The day we got that call left a scar on my soul.

I remember my dad shouting my name and those of my brothers and sisters. He had to alert the other people living in our building, too.

I could hear the panic in his voice.

I remember neighbours rushing toward us so that they could help.

Some of them held my hands as I ran. I was barefoot.

I had filled a bag with a few belongings that I – then aged 15 – regarded as precious.

Some of my favorite clothes and my diary went in that bag. I also packed a few things that would remind me of my best friends.

But I had to leave the bag behind.

When I pleaded with my dad to let me bring it, he told me that I had to get out immediately.

All the residents of our building took refuge in one opposite us.

We waited.

We were expecting Israel to bomb everything that we had.

Our home has five stories and a heavenly garden, with olive, lemon, fig and palm trees. It was built with my parents’ hard-earned money. We have a swing in our backyard. That made me feel privileged as a child.

Inside, we have a framed photograph of our grandparents. It offers a constant reminder of our family’s plight – of how we were refugees because our grandparents were expelled from their native villages of Beit Jirja and Isdud by Zionist forces in 1948.

Our family’s political affiliations are obvious from the pictures on the walls.

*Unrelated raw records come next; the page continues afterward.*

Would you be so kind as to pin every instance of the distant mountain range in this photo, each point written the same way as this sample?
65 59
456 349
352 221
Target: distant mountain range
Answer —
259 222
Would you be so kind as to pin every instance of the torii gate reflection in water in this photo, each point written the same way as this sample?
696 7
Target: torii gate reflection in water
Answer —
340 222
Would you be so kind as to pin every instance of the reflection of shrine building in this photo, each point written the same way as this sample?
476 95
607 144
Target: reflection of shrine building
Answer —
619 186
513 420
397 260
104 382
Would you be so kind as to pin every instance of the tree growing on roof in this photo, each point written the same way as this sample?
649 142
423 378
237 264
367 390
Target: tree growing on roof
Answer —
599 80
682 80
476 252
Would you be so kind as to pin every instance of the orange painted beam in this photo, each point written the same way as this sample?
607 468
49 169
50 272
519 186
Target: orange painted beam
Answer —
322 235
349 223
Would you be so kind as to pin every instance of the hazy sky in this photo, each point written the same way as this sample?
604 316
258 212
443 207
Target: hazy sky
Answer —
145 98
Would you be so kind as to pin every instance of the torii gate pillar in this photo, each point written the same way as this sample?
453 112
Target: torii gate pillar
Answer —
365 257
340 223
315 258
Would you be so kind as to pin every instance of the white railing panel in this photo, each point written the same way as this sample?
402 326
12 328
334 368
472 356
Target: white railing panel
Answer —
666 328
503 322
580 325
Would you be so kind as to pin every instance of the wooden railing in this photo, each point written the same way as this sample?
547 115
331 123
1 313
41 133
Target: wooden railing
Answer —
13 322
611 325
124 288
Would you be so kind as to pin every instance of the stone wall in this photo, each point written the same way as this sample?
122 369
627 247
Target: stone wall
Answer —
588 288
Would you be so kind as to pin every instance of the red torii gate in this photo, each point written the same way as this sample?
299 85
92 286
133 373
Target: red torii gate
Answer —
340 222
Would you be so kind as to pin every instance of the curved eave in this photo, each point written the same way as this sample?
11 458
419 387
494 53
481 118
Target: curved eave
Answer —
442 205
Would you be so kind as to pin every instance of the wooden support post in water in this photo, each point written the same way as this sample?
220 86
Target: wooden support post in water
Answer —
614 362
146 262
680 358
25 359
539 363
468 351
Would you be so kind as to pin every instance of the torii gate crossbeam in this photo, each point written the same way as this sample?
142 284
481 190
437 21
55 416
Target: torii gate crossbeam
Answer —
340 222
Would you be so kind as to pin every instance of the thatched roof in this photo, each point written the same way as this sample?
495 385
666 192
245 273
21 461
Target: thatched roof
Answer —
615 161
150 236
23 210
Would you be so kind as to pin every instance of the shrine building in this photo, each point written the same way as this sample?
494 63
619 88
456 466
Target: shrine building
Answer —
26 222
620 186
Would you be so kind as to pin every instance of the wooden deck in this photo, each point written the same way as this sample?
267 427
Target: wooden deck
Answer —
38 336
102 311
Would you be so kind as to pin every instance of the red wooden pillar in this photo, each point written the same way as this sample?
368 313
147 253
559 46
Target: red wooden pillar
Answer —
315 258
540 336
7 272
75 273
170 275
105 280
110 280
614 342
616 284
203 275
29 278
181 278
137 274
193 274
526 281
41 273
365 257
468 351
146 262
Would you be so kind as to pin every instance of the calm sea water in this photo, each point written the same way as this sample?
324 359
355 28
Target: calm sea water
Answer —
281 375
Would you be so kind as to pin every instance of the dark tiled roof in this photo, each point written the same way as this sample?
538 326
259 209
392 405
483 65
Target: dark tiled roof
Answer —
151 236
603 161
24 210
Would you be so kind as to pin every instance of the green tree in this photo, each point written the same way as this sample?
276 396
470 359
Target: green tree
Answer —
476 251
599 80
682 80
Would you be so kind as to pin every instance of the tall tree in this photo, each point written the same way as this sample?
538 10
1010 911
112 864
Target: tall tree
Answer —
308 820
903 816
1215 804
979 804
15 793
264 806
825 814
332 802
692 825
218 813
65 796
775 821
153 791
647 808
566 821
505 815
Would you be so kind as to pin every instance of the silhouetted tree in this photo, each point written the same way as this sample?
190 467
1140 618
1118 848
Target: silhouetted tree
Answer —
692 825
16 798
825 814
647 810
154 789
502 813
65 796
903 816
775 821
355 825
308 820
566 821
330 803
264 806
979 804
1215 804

The photograph of my grandparents hangs beside one of George Habash. He founded the Popular Front for the Liberation of Palestine.

My home meant everything to me. Now, I was waiting for it to be blown apart.

We waited for what seemed like an age. Nothing happened. Luckily.

No time for healing

Operation Cast Lead lasted three weeks, during which Israel killed some 1,400 Palestinians, mostly civilians, including more than 300 children.

When it was over, I wished that everything would stop for a few days, so that we could process what we had been through; the cruelty to which Israel had subjected us.

But there was no time for healing. Life had to go on.

Palestinians in Gaza – myself included – have to deal with fear and loss at an early age.

We get on with our daily business after each traumatic event. Then another traumatic event occurs when we are not expecting it.

I did what I could to lead an ordinary life following Operation Cast Lead. I went back to school and pretended everything was ok.

But it wasn’t.

No matter how hard I tried, I was not able to escape from what happened on the first day of Operation Cast Lead. The sound of Israel’s helicopters were still buzzing in my head.

My sister Shahd and I were at school that day when Israel attacked a site nearby.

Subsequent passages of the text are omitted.